Luis Esparza, VP Technology, Turner
How has your IT operating model changed during the last five years for the Media and Entertainment Industry?
It’s definitely been a period of dramatic evolution for the industry, with IT, broadcast and consumer technology converging, both leading and responding to change. Cloud-based technologies have enabled location independent operating models across the entire value chain, or what we call “glass to glass”—from the camera to the viewing device. For example, it is now easier than ever to language and post produce content from anywhere over the internet. Internet Protocol (IP) video distribution versus traditional broadcasting is another example of expanded reach and bi-directional interaction with consumers. Mobile represents another clear change in terms of media consumption and enhanced convenience for audiences.
In Latin America we have been at the front of this trend; cloud-based playout is well known to us and we are currently migrating core pieces of our media asset management layer into the cloud.
What do you think are the biggest obstacles that technologists face in working in a more agile and outcomes based model?
I am of the strong opinion that technology is in our favor—it just continues to evolve and that is a great advantage for both businesses and end consumers. The obstacle then is how to deal with the accelerating pace of change. One obvious challenge is how this affects investing cycles.
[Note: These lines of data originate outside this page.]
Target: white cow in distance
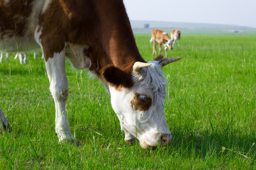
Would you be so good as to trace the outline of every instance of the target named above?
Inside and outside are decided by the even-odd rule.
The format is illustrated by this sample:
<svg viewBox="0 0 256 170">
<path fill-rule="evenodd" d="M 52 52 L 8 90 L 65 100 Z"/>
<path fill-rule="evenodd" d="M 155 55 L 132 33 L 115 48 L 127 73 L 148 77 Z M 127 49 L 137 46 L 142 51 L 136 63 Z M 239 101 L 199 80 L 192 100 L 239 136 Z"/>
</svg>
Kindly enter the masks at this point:
<svg viewBox="0 0 256 170">
<path fill-rule="evenodd" d="M 181 39 L 181 32 L 180 30 L 174 29 L 171 31 L 171 39 L 173 40 L 174 44 L 173 46 L 174 46 L 174 43 L 176 40 L 178 41 L 178 46 L 180 46 L 180 40 Z"/>
<path fill-rule="evenodd" d="M 41 52 L 40 52 L 41 53 Z M 6 56 L 6 60 L 7 61 L 9 61 L 9 53 L 8 52 L 5 53 L 5 55 Z M 14 59 L 18 59 L 18 58 L 19 59 L 19 62 L 20 64 L 27 64 L 27 52 L 17 52 L 16 54 L 15 55 L 15 57 L 14 57 Z M 35 51 L 34 52 L 34 58 L 35 59 L 37 59 L 38 57 L 38 54 L 37 54 L 37 51 Z M 42 59 L 44 59 L 44 54 L 42 55 Z M 0 62 L 2 62 L 4 61 L 4 53 L 3 52 L 0 52 Z"/>
</svg>

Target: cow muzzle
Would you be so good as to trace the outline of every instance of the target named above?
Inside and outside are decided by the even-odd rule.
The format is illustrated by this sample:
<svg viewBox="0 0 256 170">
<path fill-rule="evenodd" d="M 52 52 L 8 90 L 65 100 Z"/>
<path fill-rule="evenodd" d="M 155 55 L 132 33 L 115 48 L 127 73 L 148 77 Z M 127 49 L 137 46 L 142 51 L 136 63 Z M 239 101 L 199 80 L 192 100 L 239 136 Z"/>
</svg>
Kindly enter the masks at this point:
<svg viewBox="0 0 256 170">
<path fill-rule="evenodd" d="M 150 145 L 147 144 L 146 141 L 142 139 L 140 141 L 141 147 L 146 149 L 150 149 L 152 147 L 156 147 L 158 145 L 165 146 L 171 144 L 173 140 L 172 135 L 170 134 L 161 134 L 159 136 L 158 143 L 155 144 Z"/>
</svg>

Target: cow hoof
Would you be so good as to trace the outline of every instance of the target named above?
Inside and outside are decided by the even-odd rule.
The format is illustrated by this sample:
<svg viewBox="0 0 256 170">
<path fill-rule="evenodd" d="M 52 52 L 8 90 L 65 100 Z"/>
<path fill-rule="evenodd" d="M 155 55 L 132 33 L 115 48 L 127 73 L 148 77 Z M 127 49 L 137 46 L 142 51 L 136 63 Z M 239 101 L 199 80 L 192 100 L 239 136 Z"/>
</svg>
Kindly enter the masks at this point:
<svg viewBox="0 0 256 170">
<path fill-rule="evenodd" d="M 0 108 L 0 132 L 1 131 L 7 131 L 9 133 L 10 133 L 12 131 L 12 130 L 9 122 L 4 116 L 3 111 Z"/>
<path fill-rule="evenodd" d="M 71 144 L 75 144 L 77 147 L 79 147 L 80 145 L 79 142 L 76 141 L 74 139 L 64 139 L 63 140 L 61 143 L 63 143 L 64 142 L 66 142 Z"/>
</svg>

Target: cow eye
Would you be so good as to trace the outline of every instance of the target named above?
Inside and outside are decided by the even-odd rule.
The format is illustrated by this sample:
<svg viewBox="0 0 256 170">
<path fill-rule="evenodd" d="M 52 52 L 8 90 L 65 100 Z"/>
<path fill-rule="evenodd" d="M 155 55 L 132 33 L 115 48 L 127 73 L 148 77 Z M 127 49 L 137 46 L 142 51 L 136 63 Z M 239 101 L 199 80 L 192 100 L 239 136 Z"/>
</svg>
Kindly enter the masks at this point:
<svg viewBox="0 0 256 170">
<path fill-rule="evenodd" d="M 146 102 L 146 96 L 145 95 L 138 95 L 138 99 L 142 102 Z"/>
</svg>

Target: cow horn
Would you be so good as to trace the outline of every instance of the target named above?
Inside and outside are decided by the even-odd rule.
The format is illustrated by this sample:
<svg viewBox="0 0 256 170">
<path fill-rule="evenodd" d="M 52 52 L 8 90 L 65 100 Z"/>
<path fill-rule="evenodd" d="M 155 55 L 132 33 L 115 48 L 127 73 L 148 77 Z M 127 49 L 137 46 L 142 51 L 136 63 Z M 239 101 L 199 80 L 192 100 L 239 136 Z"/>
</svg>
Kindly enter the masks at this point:
<svg viewBox="0 0 256 170">
<path fill-rule="evenodd" d="M 161 60 L 159 60 L 161 61 L 162 67 L 164 67 L 169 63 L 171 63 L 171 62 L 178 61 L 179 60 L 181 59 L 181 57 L 179 57 L 173 58 L 162 59 Z"/>
<path fill-rule="evenodd" d="M 151 64 L 150 63 L 137 61 L 135 62 L 132 68 L 134 71 L 138 72 L 140 68 L 144 67 L 148 67 L 150 65 L 151 65 Z"/>
</svg>

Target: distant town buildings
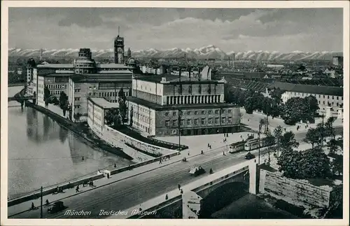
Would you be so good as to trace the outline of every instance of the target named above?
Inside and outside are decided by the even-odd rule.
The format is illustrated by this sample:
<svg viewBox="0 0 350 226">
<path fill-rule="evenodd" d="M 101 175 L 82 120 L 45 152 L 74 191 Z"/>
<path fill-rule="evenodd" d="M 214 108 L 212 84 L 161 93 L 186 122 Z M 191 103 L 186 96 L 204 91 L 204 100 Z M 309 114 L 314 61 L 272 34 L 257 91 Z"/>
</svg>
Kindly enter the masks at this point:
<svg viewBox="0 0 350 226">
<path fill-rule="evenodd" d="M 343 66 L 344 57 L 342 56 L 334 56 L 333 57 L 333 65 L 335 66 Z"/>
</svg>

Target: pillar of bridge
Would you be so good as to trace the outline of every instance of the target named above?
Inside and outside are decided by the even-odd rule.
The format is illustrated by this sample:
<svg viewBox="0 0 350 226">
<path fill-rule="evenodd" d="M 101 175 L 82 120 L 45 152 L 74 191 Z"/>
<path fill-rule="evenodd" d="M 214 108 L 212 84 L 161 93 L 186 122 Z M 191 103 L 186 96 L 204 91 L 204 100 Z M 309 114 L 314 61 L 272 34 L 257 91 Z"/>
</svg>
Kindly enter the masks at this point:
<svg viewBox="0 0 350 226">
<path fill-rule="evenodd" d="M 256 162 L 251 160 L 249 167 L 249 193 L 256 195 Z"/>
</svg>

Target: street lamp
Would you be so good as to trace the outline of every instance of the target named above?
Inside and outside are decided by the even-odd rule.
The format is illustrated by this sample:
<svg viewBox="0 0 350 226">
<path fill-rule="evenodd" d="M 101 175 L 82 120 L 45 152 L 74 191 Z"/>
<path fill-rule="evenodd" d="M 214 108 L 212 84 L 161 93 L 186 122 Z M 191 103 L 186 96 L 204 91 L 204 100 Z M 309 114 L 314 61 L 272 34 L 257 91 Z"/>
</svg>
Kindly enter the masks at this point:
<svg viewBox="0 0 350 226">
<path fill-rule="evenodd" d="M 180 127 L 180 123 L 181 122 L 181 113 L 182 113 L 182 111 L 178 109 L 178 150 L 181 150 L 181 129 Z"/>
</svg>

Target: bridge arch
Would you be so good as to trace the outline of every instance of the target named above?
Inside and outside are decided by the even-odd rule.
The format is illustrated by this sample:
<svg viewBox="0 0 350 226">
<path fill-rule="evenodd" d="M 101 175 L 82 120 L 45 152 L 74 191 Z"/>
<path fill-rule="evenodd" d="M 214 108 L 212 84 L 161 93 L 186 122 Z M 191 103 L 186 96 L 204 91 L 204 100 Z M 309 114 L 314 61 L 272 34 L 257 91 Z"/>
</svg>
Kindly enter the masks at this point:
<svg viewBox="0 0 350 226">
<path fill-rule="evenodd" d="M 233 181 L 216 188 L 201 200 L 198 218 L 211 218 L 211 214 L 249 193 L 249 185 L 244 181 Z"/>
</svg>

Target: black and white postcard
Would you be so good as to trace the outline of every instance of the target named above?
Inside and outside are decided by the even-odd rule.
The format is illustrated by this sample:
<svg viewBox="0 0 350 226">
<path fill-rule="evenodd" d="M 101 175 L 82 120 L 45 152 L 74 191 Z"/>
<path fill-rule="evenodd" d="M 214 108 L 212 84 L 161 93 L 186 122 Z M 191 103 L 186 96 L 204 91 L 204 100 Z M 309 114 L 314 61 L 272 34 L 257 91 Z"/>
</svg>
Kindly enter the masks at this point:
<svg viewBox="0 0 350 226">
<path fill-rule="evenodd" d="M 1 225 L 346 225 L 349 10 L 3 1 Z"/>
</svg>

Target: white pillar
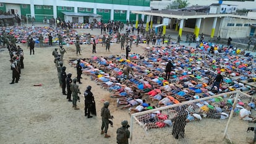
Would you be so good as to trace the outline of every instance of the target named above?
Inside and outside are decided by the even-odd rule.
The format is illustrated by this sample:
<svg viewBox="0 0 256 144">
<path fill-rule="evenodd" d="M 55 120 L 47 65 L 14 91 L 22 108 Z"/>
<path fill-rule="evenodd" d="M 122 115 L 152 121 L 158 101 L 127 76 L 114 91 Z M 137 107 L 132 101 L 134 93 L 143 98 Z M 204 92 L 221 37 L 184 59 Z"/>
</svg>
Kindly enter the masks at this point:
<svg viewBox="0 0 256 144">
<path fill-rule="evenodd" d="M 114 9 L 111 9 L 110 11 L 110 20 L 114 20 Z"/>
<path fill-rule="evenodd" d="M 126 20 L 130 21 L 130 10 L 126 11 Z"/>
<path fill-rule="evenodd" d="M 147 15 L 147 22 L 146 22 L 146 31 L 148 31 L 149 28 L 149 22 L 150 22 L 151 15 Z"/>
<path fill-rule="evenodd" d="M 97 14 L 97 8 L 93 8 L 93 14 Z"/>
<path fill-rule="evenodd" d="M 57 18 L 57 6 L 56 6 L 56 5 L 53 6 L 53 17 L 54 19 Z"/>
<path fill-rule="evenodd" d="M 77 12 L 77 6 L 74 6 L 74 12 Z"/>
<path fill-rule="evenodd" d="M 183 25 L 184 23 L 184 19 L 181 20 L 181 23 L 179 23 L 179 35 L 181 36 L 182 35 L 182 28 L 183 28 Z"/>
<path fill-rule="evenodd" d="M 35 17 L 35 6 L 34 6 L 34 0 L 30 0 L 30 14 L 31 17 Z"/>
<path fill-rule="evenodd" d="M 145 15 L 142 14 L 142 22 L 144 22 L 144 19 L 145 19 Z"/>
<path fill-rule="evenodd" d="M 201 21 L 202 21 L 202 18 L 198 18 L 197 19 L 197 20 L 195 21 L 195 27 L 194 33 L 195 35 L 195 37 L 197 38 L 199 35 L 200 27 L 201 27 Z"/>
<path fill-rule="evenodd" d="M 211 28 L 211 38 L 213 38 L 214 36 L 214 33 L 215 32 L 215 28 L 216 28 L 216 24 L 217 23 L 217 17 L 214 18 L 213 23 L 213 28 Z"/>
<path fill-rule="evenodd" d="M 57 18 L 57 6 L 56 1 L 53 1 L 53 17 L 56 19 Z"/>
</svg>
In the past, we earmarked capital expenses for technologies and systems that were expected to remain viable for five years. Today it is hard, if not impossible, to think in those terms. Not only because technology in increasingly becoming an operational expense but also because product cycles in general are shortening.
Here at Turner we have set an ambitious goal to “re-imagine TV” and the international technology teams are actively engaged in defining both where we want to go and how to get there
Knowing how to invest in technology, training, and related areas has become much more complex. Part of the answer is to harness intelligence directly from consumers to drive business decisions, tech included. Comprehensive data technologies are now critical.
Moving from traditional IT to a service offering model requires a major mindset shift in IT. How did you make that happen?
We were able to shift mindsets by getting our teams to focus on the consumer instead of the next cool tech development, platform or gadget. If we truly put the consumer at the center of our decisions and focus on delivering the best media experience and products, then it becomes clear that internal developing is not enough and being a software factory is not efficient. We have to become technology brokers, integrators of the best possible services in the cloud. It is not a simple proposition; in addition to the cultural and mindset shift, there are also always issues that stem from dealing with legacy systems, security, compliance, privacy, et cetera.
What set of skills do you think is required for the technology leaders to be successful in the new enterprise landscape?
Complementing what I included in my prior answers, successful leaders need to embed in their teams and cultures the concept of orchestrating tech ecosystems versus building solutions. Also, data science is now a must. And, most importantly since IT touches the industry end to end, tech leaders must aim to add value and not only perform as a support function. Here at Turner we have set an ambitious goal to “re-imagine TV” and the international technology teams are actively engaged in defining both where we want to go and how to get there.
Which growing or future technology innovation are you personally excited about in the Media and Entertainment industry?
There are a few key innovations on the horizon that I am particularly excited about. Big data and cognitive technologies should yield important audience intelligence insights and automated content recognition (ACR) has various useful applications, from content quality control and monitoring to ad targeting. Finally, Virtual and Augmented Reality is another area I am following closely. I am interested to see how these innovations will impact our industry.